Amen. Halleluja. (entfällt in der Fastenzeit)


  • HYMNUS

    Wir haben die Last des Tages getragen.
    Die Arbeit war schwer und drückend die Fron.
    Nun kommt der Meister und zahlt uns den Lohn.

    Ob zur ersten Stunde oder zur elften,
    hier gilt kein Pochen auf Recht und Verdienst,
    nicht dein, sondern sein ist, was du gewinnst.

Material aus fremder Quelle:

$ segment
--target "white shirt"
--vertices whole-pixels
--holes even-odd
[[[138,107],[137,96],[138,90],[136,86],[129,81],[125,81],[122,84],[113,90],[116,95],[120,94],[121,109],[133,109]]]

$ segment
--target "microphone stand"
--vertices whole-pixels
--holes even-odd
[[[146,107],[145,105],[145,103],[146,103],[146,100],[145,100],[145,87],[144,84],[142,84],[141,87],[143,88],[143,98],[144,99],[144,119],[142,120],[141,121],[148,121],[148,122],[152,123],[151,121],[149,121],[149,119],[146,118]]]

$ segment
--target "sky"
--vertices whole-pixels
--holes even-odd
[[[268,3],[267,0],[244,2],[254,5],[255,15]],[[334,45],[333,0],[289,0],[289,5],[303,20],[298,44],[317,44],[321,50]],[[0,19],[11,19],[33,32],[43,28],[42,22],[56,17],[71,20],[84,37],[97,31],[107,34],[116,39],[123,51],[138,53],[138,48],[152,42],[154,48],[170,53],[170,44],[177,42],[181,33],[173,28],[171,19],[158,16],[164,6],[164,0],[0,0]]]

    Der Herr verachtet das Auge der Neider.
    Wer dürfte ihn hindern, gütig zu sein,
    er reicht auch dem Letzten das Brot und den Wein.
    Zeitgenössisch

  • PSALM 48

    Verse 10–15

    Über deine Huld, o Gott, denken wir nach *
    in deinem heiligen Tempel.
    Wie dein Name, Gott, /
    so reicht dein Ruhm bis an die Enden der Erde; *
    deine rechte Hand ist voll von Gerechtigkeit.
    Der Berg Zion freue sich, *
    die Töchter Judas sollen über deine gerechten Urteile jubeln.
    Umkreist den Zion, *
    umschreitet ihn, zählt seine Türme!
    Betrachtet seine Wälle, /
    geht in seinen Palästen umher, *
    damit ihr dem kommenden Geschlecht erzählen könnt:
    »Das ist Gott, unser Gott für immer und ewig. *
    Er wird uns führen in Ewigkeit.«
    PSALM-GEBET: Allmächtiger Gott, du schützt alle, die sich zu dir bekennen. Richte uns auf und mache uns zu deinem Heiligtum.

  • LESUNG

    2 Samuel 7,4–5.11c.12ac.13–14a

    Das Wort des Herrn erging an Natan: Geh zu meinem Knecht David und sag zu ihm: So spricht der Herr: Du willst mir ein Haus bauen, damit ich darin wohne? Nun verkündet dir der Herr, dass der Herr dir ein Haus bauen wird. Wenn deine Tage erfüllt sind, werde ich deinen leiblichen Sohn als deinen Nachfolger einsetzen und seinem Königtum Bestand verleihen. Er wird für meinen Namen ein Haus bauen und ich werde seinem Königsthron ewigen Bestand verleihen.

  • Magnifikat – Lobgesang Mariens

    Antiphon:

    Auf die Niedrigkeit seiner Magd hat der Herr geschaut.

    Magnifikat öffnen...

    Magnifikat

    Lobgesang Mariens (Lk 1, 46-55)

    Meine Seele preist die Größe des Herrn, *
    und mein Geist jubelt über Gott, meinen Retter.

    Denn auf die Niedrigkeit seiner Magd hat er geschaut. *
    Siehe, von nun an preisen mich selig alle Geschlechter!

    Denn der Mächtige hat Großes an mir getan, *
    und sein Name ist heilig.

    Er erbarmt sich von Geschlecht zu Geschlecht *
    über alle, die ihn fürchten.

    Er vollbringt mit seinem Arm machtvolle Taten: *
    er zerstreut, die im Herzen voll Hochmut sind;

    er stürzt die Mächtigen vom Thron *
    und erhöht die Niedrigen.

    Die Hungernden beschenkt er mit seinen Gaben *
    und lässt die Reichen leer ausgehn.

    Er nimmt sich seines Knechtes Israel an *
    und denkt an sein Erbarmen,

    das er unsern Vätern verheißen hat, *
    Abraham und seinen Nachkommen auf ewig.

    Ehre sei dem Vater und dem Sohn *
    und dem Heiligen Geist,

    wie im Anfang, so auch jetzt und allezeit *
    und in Ewigkeit. Amen.

  • Fürbitten

    Guter Gott, zu dir rufen wir in unseren Sorgen und Anliegen:
    A: Herr, erhöre uns!
    ¬ Hilf deiner Christenheit, die Einheit zu suchen und zu finden.
    ¬ Gib den Familien, die von Streit oder Armut erschüttert sind, deinen Schutz und Beistand.
    ¬ Schütze besonders die Kinder, die ihre Eltern verloren haben.
    ¬ Gib den verwitweten oder verlassenen Menschen durch liebevolle Begegnungen neuen Mut.

  • Vaterunser

    Christus versöhnt die Welt mit Gott. Darum lasst uns beten: Vater unser im Himmel …


Segen

Guter Gott, gib uns deinen Segen.
Er erfülle uns mit Freude über dein Wort,
mit Geduld in all unseren Sorgen
und der Kraft, deine Liebe in die Welt zu tragen. Amen.